Her anne zaman zaman bu durumla karşı karşıya kalır. Bazıları daha sık, bazıları daha az sıklıkta.

Ne yapalım?

Kötü davranış nasıl cezalandırılır ve cezalandırmaya değer mi? Bu sorular tüm ebeveynlerin ilgisini çekiyor.

Tüm ebeveynler çocuklarının itaatkar olmasını ve ebeveynlerin tüm isteklerini ilk seferde yerine getirmesini ister.

Ancak gerçekte bunun gerçekleşmesi pek mümkün değildir. Çocuklar neden ebeveynlerine itaat etmiyor?

  • Her çocuğun belirli kurallara ve düzene ihtiyacı vardır..
  • Bu şekilde kendisini daha sakin ve kendinden emin hissedecektir.

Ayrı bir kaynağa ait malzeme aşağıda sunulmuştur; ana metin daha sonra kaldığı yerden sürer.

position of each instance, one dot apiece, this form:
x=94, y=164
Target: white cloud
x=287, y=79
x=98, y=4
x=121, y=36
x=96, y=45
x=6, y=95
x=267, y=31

Bazen izin verilen sınırları test etmek ister ve kabul edilen kuralları ihlal eder.

  • Çok fazla yasak varsa çocuk isyan eder ve ebeveynlerine itaat etmeyi bırakır.
  • Bu nedenle “imkansız” kelimelerinin sayısı sınırlandırılmalıdır. Ancak tutarlı olmak gerekiyor, aksi takdirde bunun neden bugün mümkün olup yarın mümkün olmadığı belli olmayacaktır.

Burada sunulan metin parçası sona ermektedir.